Plaintive piano and an accompanying acoustic guitar make the start of ‘She Brings Me The Music’ sound like a distant cousin of Manics’ ‘Little Baby Nothing’. ‘United Nations Of Sound’'s first proper ballad sees a croon of “She brings me the music/And now I’m floating in the sound” over the top of slow-building strings. There’s a bit of Bacharach-esque classic pop going on here, too – in fact, songs like this make you wish he’d stop dicking around with songs about the world and the universe, cos when Richard Ashcroft sings about a girl, he stops sounding like a patronising nobjockey and becomes an attention-grabbing wise old head…

‘Royal Highness’

Back to the ridiculousness! BIG fucking strings, a baggy drumbeat and a guitar riff so blaxploitationally hip-swivelling that I hope he wore hot pants when he recorded it. The perverted croak returns, too. His voice sounds like all those joints might have finally worn away at the vocal chords, giving way to his new-found perverted persona. Ah well, could lead to a new nickname, eh? He’s no longer Mad Richard – he’s Randy Richard. ‘Royal Highness’ is great fun – when he sings “I wanna ride in my mind,” you feel half tempted to join him. I’d bring a sick bag though – lots of up’n’downs in there I imagine…


Starting off with an acoustic strum not dissimilar to ‘Sonnet’, ‘Glory’’s slow drum pound lifts up the soporific country twang of its melody. “Out of the black/Into the blue/Out of the old/Into the new” goes the simplistic lyrical couplet at its centre. One of the simplest and effortlessly executed things on the record, and all the better for it.

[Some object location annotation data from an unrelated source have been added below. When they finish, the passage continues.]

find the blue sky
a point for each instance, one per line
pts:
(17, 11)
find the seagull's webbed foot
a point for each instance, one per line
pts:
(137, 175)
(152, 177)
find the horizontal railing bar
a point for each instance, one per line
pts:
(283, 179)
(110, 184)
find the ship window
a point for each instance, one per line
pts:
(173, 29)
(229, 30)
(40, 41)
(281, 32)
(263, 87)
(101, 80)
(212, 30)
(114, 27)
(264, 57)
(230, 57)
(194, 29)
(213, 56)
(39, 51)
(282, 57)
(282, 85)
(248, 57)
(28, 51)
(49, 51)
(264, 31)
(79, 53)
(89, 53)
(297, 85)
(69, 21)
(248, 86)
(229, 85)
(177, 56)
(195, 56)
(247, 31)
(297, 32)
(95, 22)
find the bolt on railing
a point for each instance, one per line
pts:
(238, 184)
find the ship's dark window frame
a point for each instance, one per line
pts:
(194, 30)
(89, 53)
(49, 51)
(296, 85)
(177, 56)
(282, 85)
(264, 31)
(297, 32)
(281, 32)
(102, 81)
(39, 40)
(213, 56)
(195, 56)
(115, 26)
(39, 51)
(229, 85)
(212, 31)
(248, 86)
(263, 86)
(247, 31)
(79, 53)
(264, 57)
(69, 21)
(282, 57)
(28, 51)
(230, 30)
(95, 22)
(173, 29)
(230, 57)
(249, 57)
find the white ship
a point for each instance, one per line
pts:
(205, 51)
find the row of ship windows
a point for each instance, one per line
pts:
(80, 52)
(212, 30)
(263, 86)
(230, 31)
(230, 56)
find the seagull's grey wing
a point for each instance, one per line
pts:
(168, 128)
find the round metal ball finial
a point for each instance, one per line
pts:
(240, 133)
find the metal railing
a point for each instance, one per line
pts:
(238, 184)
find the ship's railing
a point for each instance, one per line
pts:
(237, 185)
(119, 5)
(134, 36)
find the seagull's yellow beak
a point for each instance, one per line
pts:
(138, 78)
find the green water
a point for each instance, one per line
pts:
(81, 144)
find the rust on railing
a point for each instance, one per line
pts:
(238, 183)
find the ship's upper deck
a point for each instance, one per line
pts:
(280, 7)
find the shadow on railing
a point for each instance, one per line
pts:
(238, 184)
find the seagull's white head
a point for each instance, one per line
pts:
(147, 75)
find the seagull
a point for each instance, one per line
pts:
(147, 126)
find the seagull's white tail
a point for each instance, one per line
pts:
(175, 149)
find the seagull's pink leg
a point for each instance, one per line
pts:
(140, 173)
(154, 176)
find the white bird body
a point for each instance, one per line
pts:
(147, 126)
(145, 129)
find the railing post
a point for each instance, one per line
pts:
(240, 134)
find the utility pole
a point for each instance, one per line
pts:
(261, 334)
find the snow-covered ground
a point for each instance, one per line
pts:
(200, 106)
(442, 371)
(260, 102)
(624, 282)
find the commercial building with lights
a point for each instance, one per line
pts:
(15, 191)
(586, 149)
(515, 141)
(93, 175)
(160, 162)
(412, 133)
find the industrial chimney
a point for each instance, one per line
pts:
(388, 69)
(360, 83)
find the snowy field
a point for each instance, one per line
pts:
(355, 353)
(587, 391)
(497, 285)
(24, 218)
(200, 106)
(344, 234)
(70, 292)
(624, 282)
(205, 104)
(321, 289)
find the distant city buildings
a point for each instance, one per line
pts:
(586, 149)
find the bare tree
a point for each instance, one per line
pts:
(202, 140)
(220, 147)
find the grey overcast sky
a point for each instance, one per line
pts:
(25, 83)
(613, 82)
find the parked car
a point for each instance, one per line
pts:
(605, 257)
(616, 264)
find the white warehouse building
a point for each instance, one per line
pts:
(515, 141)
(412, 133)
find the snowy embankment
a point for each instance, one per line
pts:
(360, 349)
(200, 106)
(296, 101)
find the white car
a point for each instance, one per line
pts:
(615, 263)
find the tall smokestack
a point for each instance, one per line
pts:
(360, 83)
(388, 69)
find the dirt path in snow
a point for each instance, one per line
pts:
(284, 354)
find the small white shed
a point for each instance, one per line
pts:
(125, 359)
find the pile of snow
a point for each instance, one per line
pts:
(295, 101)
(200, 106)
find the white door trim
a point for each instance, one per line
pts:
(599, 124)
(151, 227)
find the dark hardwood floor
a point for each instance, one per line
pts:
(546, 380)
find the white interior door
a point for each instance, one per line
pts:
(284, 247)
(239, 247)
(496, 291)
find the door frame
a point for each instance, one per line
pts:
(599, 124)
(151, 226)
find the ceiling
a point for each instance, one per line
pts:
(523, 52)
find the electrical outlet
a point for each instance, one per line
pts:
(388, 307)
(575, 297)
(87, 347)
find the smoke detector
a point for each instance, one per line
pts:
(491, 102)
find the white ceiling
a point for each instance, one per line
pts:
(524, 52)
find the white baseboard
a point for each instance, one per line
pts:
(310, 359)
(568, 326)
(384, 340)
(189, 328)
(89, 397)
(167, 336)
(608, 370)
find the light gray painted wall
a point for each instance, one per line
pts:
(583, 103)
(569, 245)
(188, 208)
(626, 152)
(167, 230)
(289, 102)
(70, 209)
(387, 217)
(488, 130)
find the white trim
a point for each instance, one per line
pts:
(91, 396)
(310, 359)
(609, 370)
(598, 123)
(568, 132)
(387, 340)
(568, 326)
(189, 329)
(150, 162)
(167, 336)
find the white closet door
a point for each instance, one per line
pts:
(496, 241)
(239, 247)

‘Life Can Be So Beautiful’

A Bee Gees-falsetto is Richard’s voice of choice on ‘Life Can Be So Beautiful’, where elegantly lush strings pirouette around a syncopated drumbeat. The lyrics are Ashcroft-by-numbers, though – the sort of “Life can be so wonderful/Life can be so beautiful” and “This is the life/The life I live” niceties that made his second and third solo albums as predictable as an England goalkeeper with the ball heading straight for his hands…

‘Let My Soul Rest’

Big Strings - check! Big “Are You With Me?” declarations – check! Big Sentiment! Big Album Closer – check! ‘Let My Soul Rest’ ends ‘United Nations Of Sound’ on a string-swelling, singalong euphoric high, like Spiritualized soundtracking The Lion King. A wonderful ending, ‘Let My Soul Rest’ encapsulates everything that’s great about Richard Ashcroft – only he, after all, could pit a lone voice against an orchestra of about 5000 people and STILL outvoice it. A strong, triumphant ending to ‘United Nations Of Sound’.